Learning a programming language is a bit like traditional foreign language learning. Before you can handle complicated constructions, you need to master the basics of grammar. In programming, you need to understand the syntax of commands in order to write code that will perform tasks like data analysis and data visualization. When you study data analytics and visualization, you will certainly come across both Python and R; two of the most popular programming languages for data analysis.
If you’re new to data science and data analytics, learning a programming language can seem daunting. Fortunately, both Python and R have support for those who are learning to program for the first time. And learning through online courses can be a great way to quickly get up to speed in a new programming language.
Python is one of the fastest growing programming languages in the world. A solid grounding in the Python programming language is a skill that will make you an in-demand hire. A recent search on Glassdoor found over 2,000 Python programmer jobs with salaries ranging as high as $231,400.
The R programming language is less widely used than Python, but it is also gaining in popularity. Your decision about the language you prefer using for programming may depend on the focus of your data analysis work. Each programming language has different strengths and weaknesses.
Here are some of the factors you may want to consider as you decide to learn about programming in R or Python (or both).
The history of Python and R
Both Python and R are free and open-source. An open-source programming language includes code that others can use, edit and build on with few or no restrictions. Nonprofit foundations have been organized to oversee the development of both R and Python, and to support the communities of programmers who work with each programming language.

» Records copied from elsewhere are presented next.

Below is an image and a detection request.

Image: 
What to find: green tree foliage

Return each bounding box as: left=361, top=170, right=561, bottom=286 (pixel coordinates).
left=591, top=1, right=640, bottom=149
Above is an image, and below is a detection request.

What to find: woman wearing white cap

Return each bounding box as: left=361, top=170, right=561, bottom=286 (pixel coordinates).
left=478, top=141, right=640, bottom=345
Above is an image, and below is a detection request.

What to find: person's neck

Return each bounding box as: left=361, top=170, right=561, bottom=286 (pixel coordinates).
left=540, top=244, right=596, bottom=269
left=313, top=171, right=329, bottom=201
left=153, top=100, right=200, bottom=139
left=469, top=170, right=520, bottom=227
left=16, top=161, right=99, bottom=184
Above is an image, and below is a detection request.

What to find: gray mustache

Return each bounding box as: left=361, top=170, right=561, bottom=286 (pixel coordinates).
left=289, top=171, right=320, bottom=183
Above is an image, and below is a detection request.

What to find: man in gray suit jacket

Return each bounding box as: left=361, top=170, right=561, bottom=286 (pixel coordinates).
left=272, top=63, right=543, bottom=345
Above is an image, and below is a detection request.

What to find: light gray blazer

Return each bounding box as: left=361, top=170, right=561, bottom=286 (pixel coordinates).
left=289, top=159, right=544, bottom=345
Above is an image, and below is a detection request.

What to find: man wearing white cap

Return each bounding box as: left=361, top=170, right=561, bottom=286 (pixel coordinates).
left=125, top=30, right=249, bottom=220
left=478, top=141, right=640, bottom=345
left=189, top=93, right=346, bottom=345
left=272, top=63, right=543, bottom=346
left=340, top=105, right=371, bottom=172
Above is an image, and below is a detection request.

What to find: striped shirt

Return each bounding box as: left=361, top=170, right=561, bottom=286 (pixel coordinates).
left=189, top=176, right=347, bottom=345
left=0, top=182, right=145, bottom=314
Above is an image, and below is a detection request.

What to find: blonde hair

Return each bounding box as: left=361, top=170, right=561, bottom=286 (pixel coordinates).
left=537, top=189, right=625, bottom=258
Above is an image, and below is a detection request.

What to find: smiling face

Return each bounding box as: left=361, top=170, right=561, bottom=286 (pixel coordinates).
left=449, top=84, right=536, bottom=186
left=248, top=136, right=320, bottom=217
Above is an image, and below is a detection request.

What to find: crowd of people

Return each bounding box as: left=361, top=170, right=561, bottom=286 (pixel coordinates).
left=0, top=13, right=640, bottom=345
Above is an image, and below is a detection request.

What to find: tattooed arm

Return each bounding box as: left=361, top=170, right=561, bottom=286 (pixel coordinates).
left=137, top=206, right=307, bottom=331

The development of the Python programming language
Python was first rolled out in 1989 by its developer, Guido van Rossum of the Centrum Wiskunde & Informatica in the Netherlands. It has been through two major updates (and many minor ones) since it was first introduced. Python 2.0 was released in 2000; Python 3.0 was released in 2008. Both versions are still in use, though Python 2.7 will be the last update to Python 2 and support for the second version will sunset in 2020.
Python is managed by the Python Software Foundation. Part of the origin story of the Python programming language is rooted in humor: the name Python comes not from the snake, but from the British comedy troupe, Monty Python’s Flying Circus. A Python programmer and community member summed up the guiding ideas behind programming in Python in a set of aphorisms called “The Zen of Python” Perhaps the core values of Python programming can be summed up in these three principles:
- “Simple is better than complex.”
- “Sparse is better than dense.”
- “Readability counts.”
This programming language was built to be extensible. This means that the language itself is concise, but also easy to add to. So when it comes to creating new features on top of existing application program interfaces (APIs)—code-based tools that allow two different programs to interact with relative ease—Python is a good choice. This clean and economical design was a radical departure from some earlier programming languages and it is probably one reason for the increasing use of Python. Its nimbleness is an asset in the complex and connected online ecosystem.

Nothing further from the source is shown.